Nana ve Germinal adlı eserleriyle tanınan Fransız yazar Émile Zola'nın bu kitabı 5 kısa öyküden oluşuyor. Hepsinde ana tema ölümdür. Yazar, edebiyata getirdiği natüralizm doğrultusunda olay örgüsünü sanatsal renklere yer vermeden doğal imgelerle oluşturmuştur. Kitap, en zengin aristokratlardan basit köy çiftçisine, ölüme ve ötesine kadar insanların hikayesini anlatıyor.
Hikâyelerde genel olarak dikkatimi çeken nokta, ölümün eşiğindeki kişinin perişan olması, sevdiklerinden yeterince ilgi, değer ve anlayış görememesiydi.
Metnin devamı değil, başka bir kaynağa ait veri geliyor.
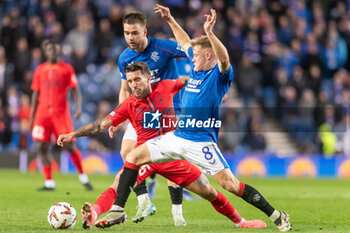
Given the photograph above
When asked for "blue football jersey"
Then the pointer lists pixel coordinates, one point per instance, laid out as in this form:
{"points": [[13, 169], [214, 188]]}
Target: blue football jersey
{"points": [[199, 117], [159, 56]]}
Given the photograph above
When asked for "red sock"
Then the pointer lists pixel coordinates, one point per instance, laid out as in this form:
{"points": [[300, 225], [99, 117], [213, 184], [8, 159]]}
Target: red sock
{"points": [[105, 201], [76, 159], [223, 206], [47, 172]]}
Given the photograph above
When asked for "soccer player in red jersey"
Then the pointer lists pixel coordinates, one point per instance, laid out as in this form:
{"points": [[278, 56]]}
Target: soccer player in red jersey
{"points": [[50, 112], [155, 100]]}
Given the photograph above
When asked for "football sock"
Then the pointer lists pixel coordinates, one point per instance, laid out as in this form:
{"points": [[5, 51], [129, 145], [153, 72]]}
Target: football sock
{"points": [[253, 197], [176, 194], [83, 178], [223, 206], [77, 161], [105, 201], [47, 171], [176, 209], [126, 182], [140, 188]]}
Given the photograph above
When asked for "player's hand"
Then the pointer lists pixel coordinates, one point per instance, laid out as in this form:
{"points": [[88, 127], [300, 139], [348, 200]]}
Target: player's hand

Bunu daha önce okuduğum "İvan İlyiç'in Ölümü"nde fark etmiştim. Ancak ölüm döşeğindeki insan, etrafındaki sevdiklerinin sıcaklığını ister. İster sevgisiz bir eş olsun ister merhametsiz oğullar.
Ölüm hiçbir zaman bilemeyeceğimiz gizemlerden biridir. Dolayısıyla ondan bu kadar korkuyoruz. Bir yakınımızı kaybettiğimizde ağlarız. Başlangıçta ölümün getirdiği anlamsızlığı kabullenemeyiz ama zamanla bilinmezliğin getirdiği acıyı kabul ederiz. Ve ağlamayı bırakırız, şarap içeriz, miras tartışırız, karnımızı açsa yemek yeriz, ekinleri sularız, müşterilerin yanına döneriz. Kısacası yaşamaya devam ederiz.
"Ölüm haktır, ölüm döşeği tabudur, cenaze töreni ortak, yas özeldir... Peki ya ölüm herkese eşit davranır mı?"